Most machine learning programmers spend a fair amount of time tuning the learning rate. If you pick a learning rate that is too small, learning will take too long: Conversely, if you specify a learning rate that is too large, the next point will perpetually bounce haphazardly across the bottom of the well and you may bypass the MINIMA and increase the loss value: In practice, finding a "perfect" (or near-perfect) learning rate is not essential for successful model training. The goal is to find a learning rate large enough that gradient descent converges efficiently, but not so large that it never converges.

### Godilock learning rate

It's the learning rate, where gradient descent reaches the minimum loss/point in the the fewest number of steps.

## What is meant by our model is converged?

If our loss stops changing or at least changes extremely slowly even after continuous iteration. When that happens, we say that the model has converged. 1. Initialize the learningRate, steps (Number Of Iterations) and also decide the COST function you want to use.
2. We will initialize all the parameters to random values we want to tune.
3. We will do the prediction using the current value of all the parameters.
4. We then take the partial derivative of the Loss function for each parameter in it respectively.
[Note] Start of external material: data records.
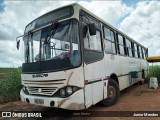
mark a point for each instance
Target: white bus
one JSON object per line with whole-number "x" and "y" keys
{"x": 73, "y": 60}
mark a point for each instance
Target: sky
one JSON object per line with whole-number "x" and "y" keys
{"x": 138, "y": 19}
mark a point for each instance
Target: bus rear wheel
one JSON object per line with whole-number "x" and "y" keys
{"x": 113, "y": 93}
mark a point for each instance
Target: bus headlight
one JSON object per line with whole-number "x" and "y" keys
{"x": 66, "y": 91}
{"x": 69, "y": 90}
{"x": 25, "y": 90}
{"x": 62, "y": 92}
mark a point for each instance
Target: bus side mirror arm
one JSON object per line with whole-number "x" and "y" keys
{"x": 92, "y": 29}
{"x": 18, "y": 41}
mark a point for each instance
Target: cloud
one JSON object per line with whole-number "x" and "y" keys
{"x": 140, "y": 22}
{"x": 110, "y": 11}
{"x": 143, "y": 23}
{"x": 17, "y": 14}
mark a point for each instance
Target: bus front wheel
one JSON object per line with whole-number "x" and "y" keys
{"x": 113, "y": 93}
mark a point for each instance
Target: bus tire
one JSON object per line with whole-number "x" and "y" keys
{"x": 113, "y": 93}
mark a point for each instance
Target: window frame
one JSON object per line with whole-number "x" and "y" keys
{"x": 111, "y": 41}
{"x": 120, "y": 44}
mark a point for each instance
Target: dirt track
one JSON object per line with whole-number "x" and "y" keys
{"x": 131, "y": 99}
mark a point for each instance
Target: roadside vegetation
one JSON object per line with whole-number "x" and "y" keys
{"x": 10, "y": 84}
{"x": 154, "y": 71}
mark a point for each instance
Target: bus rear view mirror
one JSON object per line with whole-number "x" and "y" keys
{"x": 18, "y": 39}
{"x": 18, "y": 42}
{"x": 92, "y": 29}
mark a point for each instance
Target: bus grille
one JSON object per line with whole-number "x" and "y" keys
{"x": 42, "y": 90}
{"x": 43, "y": 87}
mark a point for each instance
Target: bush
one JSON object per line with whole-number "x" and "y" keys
{"x": 154, "y": 71}
{"x": 10, "y": 85}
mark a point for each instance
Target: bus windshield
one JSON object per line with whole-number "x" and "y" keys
{"x": 62, "y": 47}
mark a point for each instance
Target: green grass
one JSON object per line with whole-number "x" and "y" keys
{"x": 154, "y": 71}
{"x": 10, "y": 84}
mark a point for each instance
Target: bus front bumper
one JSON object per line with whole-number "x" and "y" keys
{"x": 73, "y": 102}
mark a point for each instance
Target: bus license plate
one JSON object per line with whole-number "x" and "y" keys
{"x": 39, "y": 101}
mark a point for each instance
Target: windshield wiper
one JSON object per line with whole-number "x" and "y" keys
{"x": 51, "y": 31}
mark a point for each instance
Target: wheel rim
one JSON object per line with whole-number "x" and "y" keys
{"x": 111, "y": 92}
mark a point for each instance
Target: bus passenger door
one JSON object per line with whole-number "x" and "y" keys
{"x": 93, "y": 65}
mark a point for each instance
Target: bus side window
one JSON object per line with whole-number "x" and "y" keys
{"x": 138, "y": 51}
{"x": 129, "y": 48}
{"x": 121, "y": 44}
{"x": 91, "y": 42}
{"x": 109, "y": 41}
{"x": 142, "y": 52}
{"x": 135, "y": 50}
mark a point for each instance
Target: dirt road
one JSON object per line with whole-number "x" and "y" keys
{"x": 131, "y": 99}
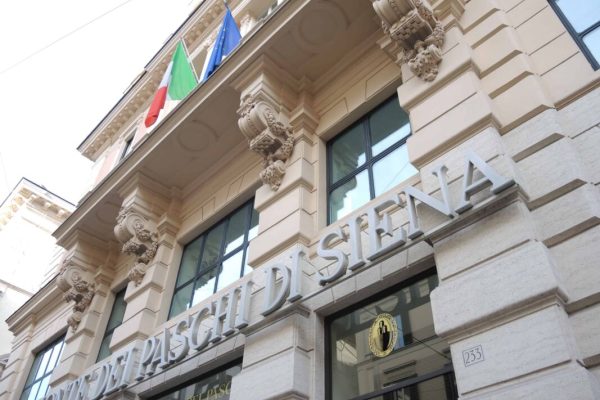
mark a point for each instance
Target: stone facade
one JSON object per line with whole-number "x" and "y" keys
{"x": 488, "y": 85}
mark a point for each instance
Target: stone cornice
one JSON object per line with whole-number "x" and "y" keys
{"x": 36, "y": 197}
{"x": 229, "y": 70}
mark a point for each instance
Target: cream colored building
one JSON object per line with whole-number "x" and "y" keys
{"x": 385, "y": 199}
{"x": 28, "y": 216}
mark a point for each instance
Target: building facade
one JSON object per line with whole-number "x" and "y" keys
{"x": 384, "y": 199}
{"x": 28, "y": 216}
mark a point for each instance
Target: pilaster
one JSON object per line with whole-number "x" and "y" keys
{"x": 278, "y": 119}
{"x": 146, "y": 227}
{"x": 84, "y": 281}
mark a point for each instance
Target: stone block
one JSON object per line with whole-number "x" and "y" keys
{"x": 532, "y": 100}
{"x": 444, "y": 99}
{"x": 569, "y": 382}
{"x": 582, "y": 114}
{"x": 586, "y": 326}
{"x": 276, "y": 338}
{"x": 448, "y": 130}
{"x": 487, "y": 144}
{"x": 497, "y": 50}
{"x": 551, "y": 172}
{"x": 568, "y": 215}
{"x": 483, "y": 240}
{"x": 486, "y": 28}
{"x": 533, "y": 135}
{"x": 540, "y": 29}
{"x": 587, "y": 145}
{"x": 506, "y": 75}
{"x": 525, "y": 10}
{"x": 277, "y": 377}
{"x": 553, "y": 53}
{"x": 509, "y": 281}
{"x": 577, "y": 264}
{"x": 523, "y": 346}
{"x": 569, "y": 78}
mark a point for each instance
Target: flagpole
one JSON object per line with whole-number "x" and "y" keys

In fancy Machine learning, we will compute the Gradient of the loss function.
5. Calculate the Step Size
$Step Size = Slope * Learning Rate$
Here, slope is nothing but the value for partial derivative calculated at the step 5. The step size will be different for each parameter respectively.
6. We then update our parameters using the Step Size i.e.
$New Value = Old Value - Step Size$
7. Now, go back to Step 3 and repeat until Step Size is very small or you reach the maximum number of steps.

## Why are we always subtracting the Step Size when updating the parameter?

We know that Gradient points in the direction of the steepest ascent (rise) and Step Size is using the Slope from the Gradient Vector in it's computation. By default Step Size (Gradient) will move towards the maximum but we want to go towards the MINIMA that's why we subtract it.

What if in case we want to reach the maximum?
You gussed it right. We will simply add it instead of subtracting it.

This is a good video explaining the Gradient Descent algorithm step by step.

## Stopping criteria for Gradient Descent

1. When the Step Size is very small to ZERO. It will be zero when the slope is zero. In practice, smaller slope mean anything less than 0.001.
2. Gradient descent also includes a limit on the number of steps it will take before giving up. We can configure this number depending upon the problem and our experience. Usually, the maximum number of steps are 1000 or even greater. So, even if Step Size is large, if there have been more than the Maximum number of steps, Gradient Descent will stop.

We can also say that the stopping criteria for Gradient Descent is simply. When our model get converged.

## Does weight (parameter) initialization matter? • For convex problem, initialization value doesn't really matter as you will eventually reach the minimum if you choose the small enough learning rate.
• For neural networks, where there are more than one minimum and some are better than others then the initialization value does matter and we do need to assign them carefully.

## Other variations of the Gradient Descent

### Why there are other variants of Gradient Descent?

The default Gradient Descent doesn't work really well for large dataset it's efficiency really sucks. When we computing the gradient of the loss function Math's suggest that we should compute the gradient over all examples in our dataset. This is the only way to guarantee that our gradient steps are in the right direction. But for a large dataset with million or billion examples that would be a lot of computation in order to perform each step. As the Loss function will be really large and calculating it's derivative will result in large computation time.

Empirically, rather than using the entire dataset we can compute
the gradient of the loss function over the single randomly selected example over the dataset that mostly works too. Even though they have to take more steps but the amount of computation require to reach solution is often much smaller. This is known as Stochastic Gradient Descent. This significantly reduces the time spent calculating the derivative of the loss function.